Такой вот случай вспомнился Егору. И отчего-то ему было действительно жалко одинокого деда Евсея именно сейчас, а не тогда.

***

Егорча не тяготился своей одинокостью. Даже скорее сознательно избегал нечастых встреч с местными. Летом бывали ещё залётные туристы. И наши, и финны-байдарочники. Ставили свои палаточные бивуаки, жгли яркие ночные костры.

Егорча, бывало, наблюдал за ними из укромных, хорошо известных ему мест. Ловил обрывки разговоров, жадно хватал взглядом обнажённые фрагменты тел редких туристок. Осторожно отгонял прилипчивую мошкару, щурился сквозь густую листву.

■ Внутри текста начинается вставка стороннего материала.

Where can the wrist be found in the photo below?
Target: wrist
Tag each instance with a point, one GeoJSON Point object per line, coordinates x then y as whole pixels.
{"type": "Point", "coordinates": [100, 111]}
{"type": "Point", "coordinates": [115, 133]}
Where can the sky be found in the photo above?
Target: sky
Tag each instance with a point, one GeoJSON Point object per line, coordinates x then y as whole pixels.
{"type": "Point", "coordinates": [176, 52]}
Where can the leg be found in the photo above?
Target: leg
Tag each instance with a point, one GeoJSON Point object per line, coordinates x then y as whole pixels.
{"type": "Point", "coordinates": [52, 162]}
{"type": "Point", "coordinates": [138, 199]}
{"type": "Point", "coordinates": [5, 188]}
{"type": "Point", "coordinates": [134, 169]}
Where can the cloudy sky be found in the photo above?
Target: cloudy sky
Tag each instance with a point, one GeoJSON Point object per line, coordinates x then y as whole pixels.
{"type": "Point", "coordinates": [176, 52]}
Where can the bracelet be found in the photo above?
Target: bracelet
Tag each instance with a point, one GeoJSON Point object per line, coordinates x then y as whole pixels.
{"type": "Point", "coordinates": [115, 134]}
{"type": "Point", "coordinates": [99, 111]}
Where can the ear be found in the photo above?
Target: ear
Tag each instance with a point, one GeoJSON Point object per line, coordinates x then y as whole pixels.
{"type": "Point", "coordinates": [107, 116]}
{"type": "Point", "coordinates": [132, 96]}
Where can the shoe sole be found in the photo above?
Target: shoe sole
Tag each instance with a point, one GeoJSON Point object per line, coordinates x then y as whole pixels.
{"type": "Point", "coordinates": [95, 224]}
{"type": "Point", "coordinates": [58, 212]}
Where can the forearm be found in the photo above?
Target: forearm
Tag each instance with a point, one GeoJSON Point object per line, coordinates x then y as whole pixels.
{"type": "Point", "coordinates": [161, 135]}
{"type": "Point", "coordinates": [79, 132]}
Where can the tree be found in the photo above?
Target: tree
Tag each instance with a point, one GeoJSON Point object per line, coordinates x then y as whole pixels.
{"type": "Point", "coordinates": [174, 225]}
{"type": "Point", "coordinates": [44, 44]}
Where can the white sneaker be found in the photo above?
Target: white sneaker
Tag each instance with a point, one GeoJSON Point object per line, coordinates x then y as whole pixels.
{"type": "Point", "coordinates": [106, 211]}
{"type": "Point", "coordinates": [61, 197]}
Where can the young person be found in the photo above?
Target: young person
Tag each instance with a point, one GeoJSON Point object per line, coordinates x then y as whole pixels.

После того, как уезжали непрошенные гости, Егорча внимательно осматривал место стоянки. Тщательно закапывал неубранные остатки мусора, брезгливо посматривал в сторону импровизированных ям-туалетов.

Управившись ближе к вечеру с очередной сухостоиной, Егорча счёл сегодняшнюю свою повинность по дровяному запасу выполненной. Подхватил в сенях белое пластиковое ведёрко на десять литров, неспешно отправился на берег за водой.

Озеро хмурилось, вечерея. Средней силы волна окатывала прибрежную гальку, пенясь и пришёптывая. Дальние берега уже скрывались в предвечерних сумерках, и оттого остров казался Егорче ещё более замкнутым обособленным миром, приютившим его и укрывшим от мира другого, внешнего и чужого.

Егорча зашёл в воду, уберегаясь набрать в сапоги через край, наскоро разогнал прибрежную муть, зачерпнул. Песчинок, что поднимаются волной со дна, не избежать, но это ладно. В ведре осядут. Ощутимо задувало. Воротник хлестал по щеке с наветренной стороны.

Отчего-то подумалось, что он сам, вроде такой песчинки, был кидаем волнами из стороны в сторону, пока не осел на своём тихом уютном дне, укрывшись от мирских непогод.

Егорча постоял ещё чуток на берегу, повернулся и скрылся в густом подлеске прибрежья.